On this day in 1957, the Italian automaker Fiat (short for Fabbrica Italiana Automobili Torino) debuts the “Nuova Cinquecento,” a redesigned version of a model that it first released in 1936.
Founded in 1899 by Giovanni Agnelli, Fiat had dominated the Italian auto industry since the early 20th century. When Fiat’s first 500-cc car–known as “Il Topolino” (the Italian name for Mickey Mouse)–came on the scene, it was the smallest mass-produced car on the market, with space for two people, a tiny luggage capacity and a top speed of 53 mph. In the years following World War II (during which Fiat made many of the vehicles used by Italian forces under Benito Mussolini), the company sought to capitalize on the need for affordable family cars by revamping the 500. The Nuova Cinquecento was a two-cylinder rear-engined four-seater; like the German Volkswagen Beetle, it was intended as an Italian “people’s car.” Like the Beetle, the 500 was became a symbol of a country and a people, an emblem of “la dolce vita” in post-war Italy. Some 3.5 million new 500s were sold between 1957 and 1975, when Fiat halted production.

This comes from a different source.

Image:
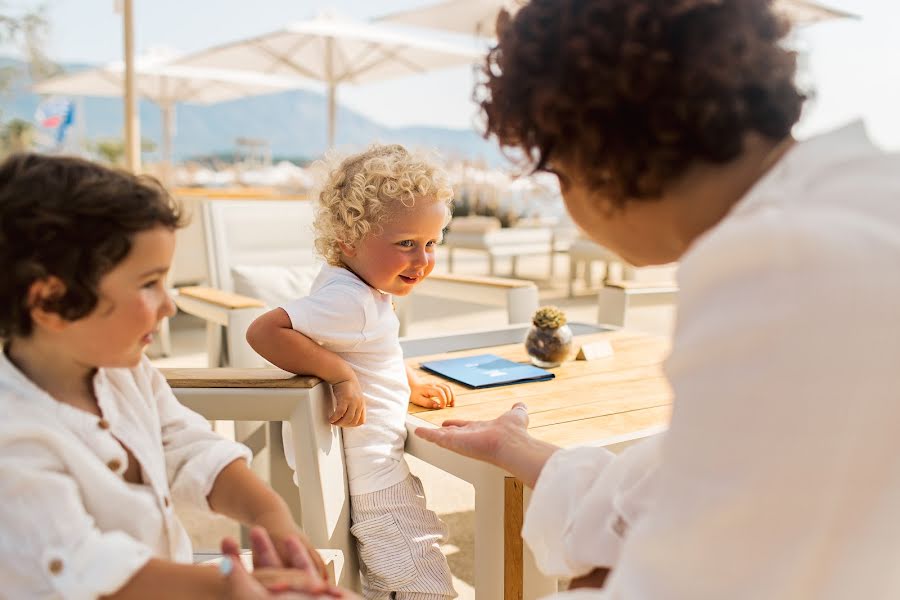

By 2004, Fiat–once the largest carmaker in Europe–was struggling financially due to stiff competition from Volkswagen and other companies. That year, Sergio Marchionne took over as the company’s chief executive; he soon ended Fiat’s largely unsuccessful five-year partnership with General Motors and would be praised by investors for the subsequent revival of the company’s fortunes. A critical step in this turnaround was the launch of the new Cinquecento in 2007. Designed by Frank Stephenson (already famous for the redesign of another classic, the Mini Cooper), the new 500 was based on the mechanical elements of the popular Fiat Panda, but modified significantly. Though its retro styling evoked its iconic predecessor, the strong performance and extensive safety features (including seven airbags) were all its own.
On July 4, 2007–50 years to the day after Giacosa’s famous car debuted–several thousand VIP guests, including Italian Prime Minister Romano Prodi, were among the 100,000 spectators who gathered in Turin to celebrate the launch of the Nuova Cinquecento. The lavish ceremony featured a fireworks display and a waterborne carnival procession along the Po River. Two years later, Fiat completed an alliance with Chrysler after the struggling American automaker was forced to file for federal bankruptcy protection. Under the terms of the partnership, Fiat owns a 20 percent share of Chrysler (which could eventually grow to at least 35 percent).